Swap Space in Linux / RHEL / CENTOS / Fedora

What is a Swap space?
  • Swap space is harddisk space that extends system RAM.
Swap space or virtual memory is hard disk space that acts as an extension of system RAM. Of course, due to the relative differential in data access on RAM versus hard disk, we prefer not to use swap space if it can be avoided. Nonetheless, it is vital to the proper functioning of a typical Linux system that some swap space  be made available.

Swap space is used when the amount of physical memory (RAM) is full. If the system needs more memory resources and the RAM is full, inactive pages in memory are moved to the swap space. While swap space can help machines with a small amount of RAM, it should not be considered a replacement for more RAM. Swap space is located on hard drives, which have a slower access time than physical memory.

Swap space can be a dedicated swap partition (recommended), a swap file, or a combination of swap partitions and swap files (a swap file can be used, provided the space has been pre-allocated using a tool such as dd).

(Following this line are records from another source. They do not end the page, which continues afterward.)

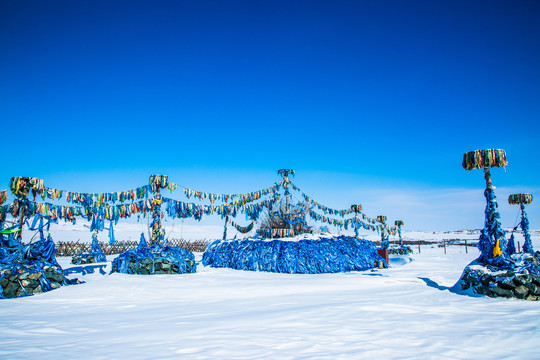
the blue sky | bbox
[0,1,540,230]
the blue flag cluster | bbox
[202,236,387,274]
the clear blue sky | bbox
[0,0,540,230]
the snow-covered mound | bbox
[202,235,385,274]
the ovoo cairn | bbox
[377,215,390,249]
[388,220,413,255]
[508,194,534,254]
[453,149,540,300]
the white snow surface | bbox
[0,235,540,360]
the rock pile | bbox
[0,265,80,298]
[456,251,540,301]
[71,253,107,265]
[388,246,412,255]
[112,245,197,275]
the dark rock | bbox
[524,282,540,295]
[497,281,516,290]
[514,285,529,299]
[530,274,540,286]
[513,275,529,286]
[497,270,516,277]
[486,286,514,298]
[28,271,43,280]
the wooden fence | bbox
[56,239,212,256]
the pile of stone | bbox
[388,246,412,255]
[71,253,107,265]
[112,258,187,275]
[0,264,80,298]
[112,245,197,275]
[456,251,540,301]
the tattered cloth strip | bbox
[9,176,44,197]
[508,194,532,205]
[229,220,253,234]
[257,228,296,239]
[202,236,384,274]
[41,185,150,206]
[291,182,376,224]
[309,210,397,235]
[149,175,178,193]
[184,181,283,204]
[462,149,508,170]
[71,233,107,265]
[163,197,276,220]
[0,190,8,205]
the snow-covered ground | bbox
[0,232,540,360]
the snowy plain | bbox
[0,229,540,359]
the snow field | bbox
[0,237,540,359]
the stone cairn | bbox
[71,230,107,265]
[389,220,413,255]
[454,149,540,300]
[0,177,81,299]
[377,215,390,249]
[112,175,197,275]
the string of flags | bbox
[462,149,508,170]
[163,198,277,221]
[291,182,377,224]
[229,220,253,234]
[309,210,397,235]
[0,190,8,205]
[0,173,396,236]
[184,181,283,204]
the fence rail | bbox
[56,239,212,256]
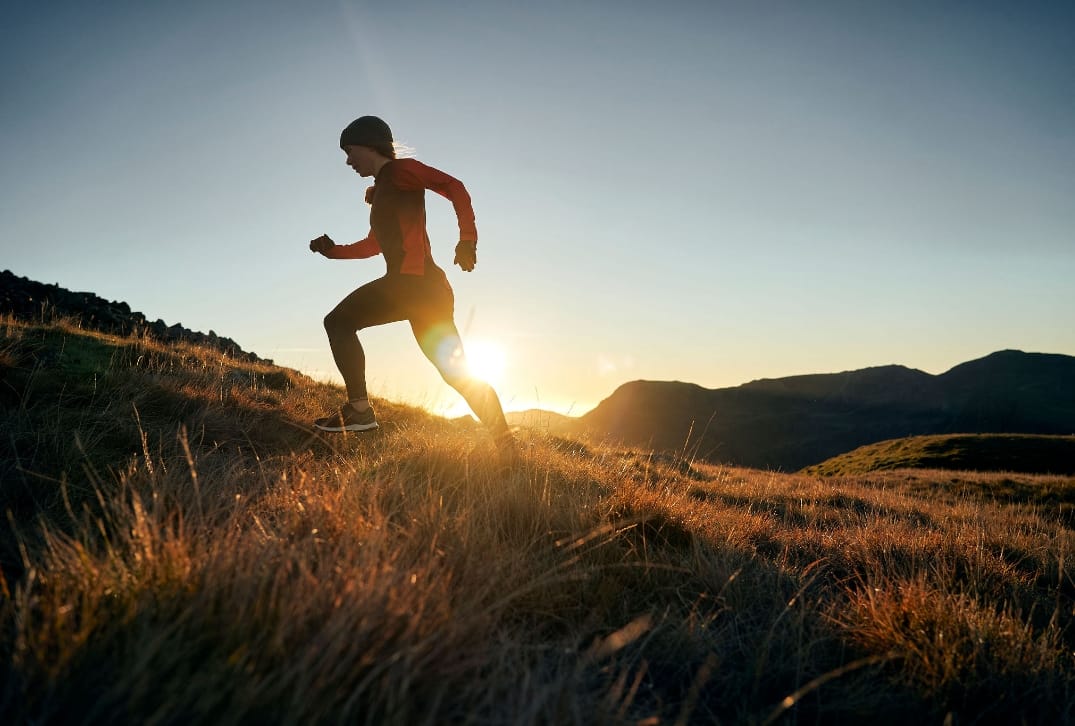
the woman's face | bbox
[343,146,377,176]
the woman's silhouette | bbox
[310,116,512,445]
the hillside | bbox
[803,433,1075,476]
[573,351,1075,471]
[0,305,1075,725]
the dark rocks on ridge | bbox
[0,270,272,364]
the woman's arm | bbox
[395,159,477,242]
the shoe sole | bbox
[314,422,381,433]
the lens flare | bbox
[465,340,507,386]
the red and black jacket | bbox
[326,159,477,275]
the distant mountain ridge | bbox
[0,270,265,364]
[573,351,1075,470]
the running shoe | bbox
[314,403,377,432]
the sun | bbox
[465,340,507,386]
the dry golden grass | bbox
[0,321,1075,724]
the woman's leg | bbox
[325,277,406,401]
[411,317,507,437]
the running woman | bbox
[310,116,511,445]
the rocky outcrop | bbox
[0,270,272,364]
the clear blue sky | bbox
[0,0,1075,413]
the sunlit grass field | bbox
[0,319,1075,724]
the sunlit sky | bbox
[0,0,1075,414]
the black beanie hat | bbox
[340,116,392,148]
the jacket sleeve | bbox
[325,229,381,259]
[396,159,477,242]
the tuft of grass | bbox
[0,321,1075,724]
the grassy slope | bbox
[804,433,1075,476]
[0,322,1075,724]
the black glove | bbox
[310,234,335,255]
[453,240,477,272]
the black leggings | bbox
[325,274,507,433]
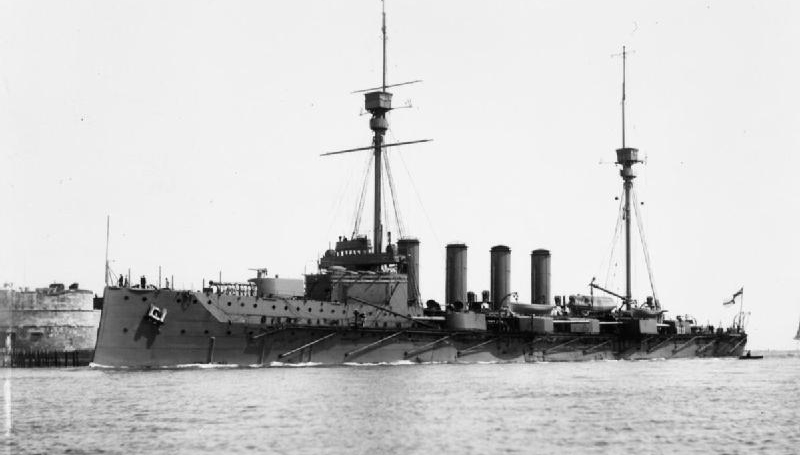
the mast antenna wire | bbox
[632,190,660,308]
[601,193,624,287]
[611,46,636,148]
[325,151,364,238]
[400,147,441,243]
[381,0,387,92]
[351,153,375,237]
[383,145,405,238]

The size of your swap should be equal to twice your computer's physical RAM for up to 2 GB of physical RAM. For physical RAM above 2 GB, the size of your swap should be equal to the amount of physical RAM above 2 GB. The size of your swap should never less than 32 MB.
Using this basic formula, a system with 2 GB of physical RAM would have 4 GB of swap, while one with 3 GB of physical RAM would have 5 GB of swap.